Le accuse a Pignatone e il concorso con Gianmanco
Secondo la procura di Caltanissetta, Pignatone, Natoli, Screpanti e Pietro Gianmanco (deceduto sei anni fa) avrebbero insabbiato le indagini sui rapporti tra mafia e imprenditoria e precisamente sui rapporti tra gli imprenditori mafiosi Nino e Salvatore Buscemi e il gruppo Ferruzzi guidato da Raul Gardini. Secondo i magistrati quella inchiesta fu determinante per la strage di via D’Amelio. Gianmanco fu al centro di polemiche allorquando, nel 1990, il Csm lo preferì a Falcone alla guida della procura di Palermo. Caponnetto lo accusò di avere sostanzialmente affossato il pool antimafia. La vicenda che vede indagato Pignatone, attualmente giudice in Vaticano, fu ricostruita davanti la Commissione nazionale Antimafia, nel settembre 2023, dall’avvocato Fabio Trizzino, marito di Lucia Borsellino.

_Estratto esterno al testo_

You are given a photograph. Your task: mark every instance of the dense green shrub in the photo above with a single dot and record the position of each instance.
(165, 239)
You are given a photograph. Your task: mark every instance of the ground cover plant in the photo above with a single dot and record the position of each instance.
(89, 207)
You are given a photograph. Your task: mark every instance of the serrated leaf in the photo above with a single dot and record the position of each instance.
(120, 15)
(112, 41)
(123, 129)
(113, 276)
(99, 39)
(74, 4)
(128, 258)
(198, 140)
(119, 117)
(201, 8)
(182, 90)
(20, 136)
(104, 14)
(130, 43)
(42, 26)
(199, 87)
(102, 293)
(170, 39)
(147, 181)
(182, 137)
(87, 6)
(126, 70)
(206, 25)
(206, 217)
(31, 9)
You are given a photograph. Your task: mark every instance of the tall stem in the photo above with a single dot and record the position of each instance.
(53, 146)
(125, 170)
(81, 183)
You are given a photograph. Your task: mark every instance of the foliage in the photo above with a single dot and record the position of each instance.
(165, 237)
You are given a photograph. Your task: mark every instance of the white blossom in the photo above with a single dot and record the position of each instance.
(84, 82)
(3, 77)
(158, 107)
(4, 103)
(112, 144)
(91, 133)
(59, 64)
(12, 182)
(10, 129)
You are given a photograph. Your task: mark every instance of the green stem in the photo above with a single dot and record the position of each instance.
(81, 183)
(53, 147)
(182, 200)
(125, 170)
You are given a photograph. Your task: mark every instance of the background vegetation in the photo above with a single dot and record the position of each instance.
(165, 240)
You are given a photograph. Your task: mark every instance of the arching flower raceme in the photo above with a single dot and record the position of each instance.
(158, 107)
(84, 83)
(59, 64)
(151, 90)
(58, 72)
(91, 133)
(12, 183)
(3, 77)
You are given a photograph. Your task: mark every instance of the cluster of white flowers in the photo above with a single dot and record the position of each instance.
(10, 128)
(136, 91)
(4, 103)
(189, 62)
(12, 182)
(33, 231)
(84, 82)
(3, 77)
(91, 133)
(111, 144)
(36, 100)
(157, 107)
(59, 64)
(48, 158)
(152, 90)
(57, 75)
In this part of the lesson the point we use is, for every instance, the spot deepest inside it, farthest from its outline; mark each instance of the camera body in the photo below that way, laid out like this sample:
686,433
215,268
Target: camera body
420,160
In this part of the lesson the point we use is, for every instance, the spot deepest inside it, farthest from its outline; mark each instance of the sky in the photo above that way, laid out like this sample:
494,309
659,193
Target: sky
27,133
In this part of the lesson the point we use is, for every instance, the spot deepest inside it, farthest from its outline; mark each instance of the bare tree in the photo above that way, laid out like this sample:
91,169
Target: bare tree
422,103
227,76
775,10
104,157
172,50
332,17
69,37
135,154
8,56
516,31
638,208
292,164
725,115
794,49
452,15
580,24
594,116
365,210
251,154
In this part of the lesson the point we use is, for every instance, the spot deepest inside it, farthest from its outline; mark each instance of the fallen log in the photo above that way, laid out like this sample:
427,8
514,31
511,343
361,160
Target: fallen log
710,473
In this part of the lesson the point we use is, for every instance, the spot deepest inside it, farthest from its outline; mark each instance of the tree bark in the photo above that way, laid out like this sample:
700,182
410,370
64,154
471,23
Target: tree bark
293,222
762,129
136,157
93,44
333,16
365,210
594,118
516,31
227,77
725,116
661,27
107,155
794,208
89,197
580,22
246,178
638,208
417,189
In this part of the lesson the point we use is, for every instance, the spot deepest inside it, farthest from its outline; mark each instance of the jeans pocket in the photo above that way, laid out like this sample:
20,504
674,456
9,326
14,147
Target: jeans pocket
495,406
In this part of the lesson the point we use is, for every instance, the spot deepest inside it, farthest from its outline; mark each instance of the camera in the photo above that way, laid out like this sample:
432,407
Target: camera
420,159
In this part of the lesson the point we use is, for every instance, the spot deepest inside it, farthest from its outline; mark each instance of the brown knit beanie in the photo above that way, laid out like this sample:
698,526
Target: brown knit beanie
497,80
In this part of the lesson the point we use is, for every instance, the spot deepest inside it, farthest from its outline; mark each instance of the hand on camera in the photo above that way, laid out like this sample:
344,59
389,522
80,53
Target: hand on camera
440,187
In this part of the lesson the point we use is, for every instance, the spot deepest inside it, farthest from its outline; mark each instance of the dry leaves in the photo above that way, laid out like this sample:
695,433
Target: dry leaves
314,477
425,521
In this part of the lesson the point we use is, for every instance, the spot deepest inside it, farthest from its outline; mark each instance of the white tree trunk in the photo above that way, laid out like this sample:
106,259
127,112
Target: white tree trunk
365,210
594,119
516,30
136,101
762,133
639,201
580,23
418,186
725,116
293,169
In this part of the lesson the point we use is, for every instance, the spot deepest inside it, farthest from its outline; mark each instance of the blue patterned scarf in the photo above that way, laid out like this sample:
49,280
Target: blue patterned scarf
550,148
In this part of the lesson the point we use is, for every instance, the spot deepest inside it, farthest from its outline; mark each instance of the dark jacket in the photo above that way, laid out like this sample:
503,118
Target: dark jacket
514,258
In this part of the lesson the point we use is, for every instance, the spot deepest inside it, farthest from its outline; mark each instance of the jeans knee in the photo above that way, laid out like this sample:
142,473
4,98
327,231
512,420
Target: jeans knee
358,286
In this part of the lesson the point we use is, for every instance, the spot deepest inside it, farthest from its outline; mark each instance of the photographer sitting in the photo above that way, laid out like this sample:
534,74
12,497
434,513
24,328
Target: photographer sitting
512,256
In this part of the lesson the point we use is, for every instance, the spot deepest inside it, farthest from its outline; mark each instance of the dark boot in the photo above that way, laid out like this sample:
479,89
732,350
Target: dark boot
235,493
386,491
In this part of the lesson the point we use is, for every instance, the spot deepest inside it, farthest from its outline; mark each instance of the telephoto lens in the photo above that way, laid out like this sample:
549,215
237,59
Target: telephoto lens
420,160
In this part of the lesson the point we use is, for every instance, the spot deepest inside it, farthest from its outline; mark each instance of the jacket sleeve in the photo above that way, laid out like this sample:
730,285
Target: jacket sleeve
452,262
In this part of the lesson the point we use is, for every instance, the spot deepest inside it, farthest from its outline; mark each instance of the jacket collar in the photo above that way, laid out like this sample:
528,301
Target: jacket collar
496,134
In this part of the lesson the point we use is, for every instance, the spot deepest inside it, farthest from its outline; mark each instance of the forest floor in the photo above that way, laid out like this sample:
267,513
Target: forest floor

Da Reggio Calabria al “mondo di mezzo” sino alla Santa Sede
Giuseppe Pignatone è stato procuratore distrettuale di Reggio Calabria, sede nella quale portò avanti inchieste contro la ‘ndrangheta facendosi apprezzare per equilibrio e garantismo. Di lì il grande balzo verso la nomina a procuratore di Rona, città nella quale si contraddistinse per l’inchiesta sul “mondo di mezzo” che vide coinvolti Buzzi e Carminati. Un’inchiesta che proponeva l’esistenza del 416 bis (associazione mafiosa) anche per Roma, elemento che poi la Cassazione smentì, annullando le condanne relative all’aggravante e stabilendo che nella capitale le associazioni a delinquere non avessero la connotazione mafiosa. Subito dopo essere andato in quiescenza, Pignatone è diventato Presidente del Tribunale di prima istanza della Santa Sede e ha seguito il processo che ha portato alla condanna dell’ex cardinale Becciu.